Genome sequencing was performed as described previously (8). Preparation of sequencing libraries was performed using a DNA preparation kit (Illumina). Draft genomes were sequenced by 150-bp paired-end sequencing on an Illumina NextSeq 1000 system using NovaGene (Illumina). Reads were trimmed using Cutadapt v1.16.6 (9) and quality controlled using FastQC v0.72 (https://github.com/s-andrews/FastQC). High-quality sequence reads were assembled de novo using Unicycler v0.4.6.0 (10), which includes SPAdes v3.12.0 (11). Annotation was carried out using RASTtk v2.0 (12, 13) and NCBI PGAP v5.0 (14, 15). Phylogeny was determined with the codon-tree pipeline in PATRIC v3.6.9 (16, 17), which uses single-copy cross-genus protein families and analyzes aligned proteins and coding DNA from single-copy genes using RAxML v8.0.0 (18). To confirm species, the average nucleotide identity (ANI) was calculated using OrthoANI (19). Default parameters were used for all software unless otherwise noted. Genome sizes and additional information are presented in Table 1.

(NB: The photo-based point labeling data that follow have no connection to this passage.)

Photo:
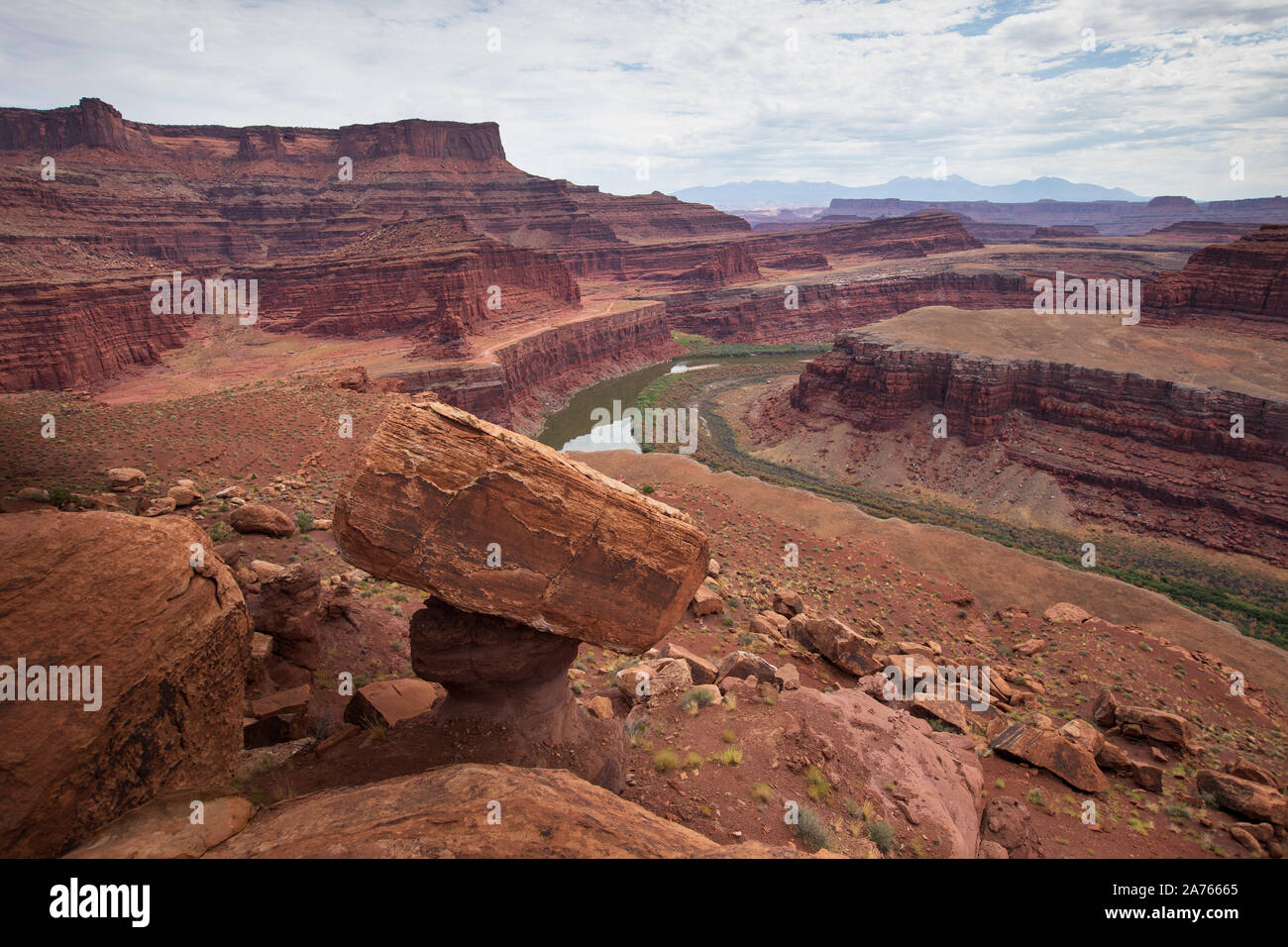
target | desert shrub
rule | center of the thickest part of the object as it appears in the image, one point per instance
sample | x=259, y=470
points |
x=729, y=757
x=883, y=836
x=666, y=761
x=696, y=698
x=810, y=828
x=816, y=785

Phylogenetic analyses and ANI values suggest that three of the isolates (S04-F03, W03-F01, and A2-C1_F) represent a new species of the genus Buttiauxella, while the fourth strain (A2-C2_NF) could be assigned to the species Buttiauxella ferragutiae. The analyses further confirmed the presence of the uidA gene, coding for β-d-glucuronidase, in the three isolates with fluorescence in the Colilert-18/Quanti-Tray test (S04-F03, W03-F01, and A2-C1_F) and its absence in the fourth isolate (A2-C2_NF). Glucuronidase activity has also been demonstrated in Buttiauxella noackiae MCE (formerly Buttiauxella agrestis), which was isolated from surface water (2). Thus, certain Buttiauxella isolates from environmental sources that harbor β-d-glucuronidase can lead to false-positive E. coli results in drinking water testing.

Data availability.

The whole-genome shotgun projects and the raw sequence reads have been deposited in DDBJ/ENA/GenBank under the accession numbers listed in Table 1. They belong to the BioProject PRJNA789423. For all sequences, the first versions of the accession numbers are described in this paper.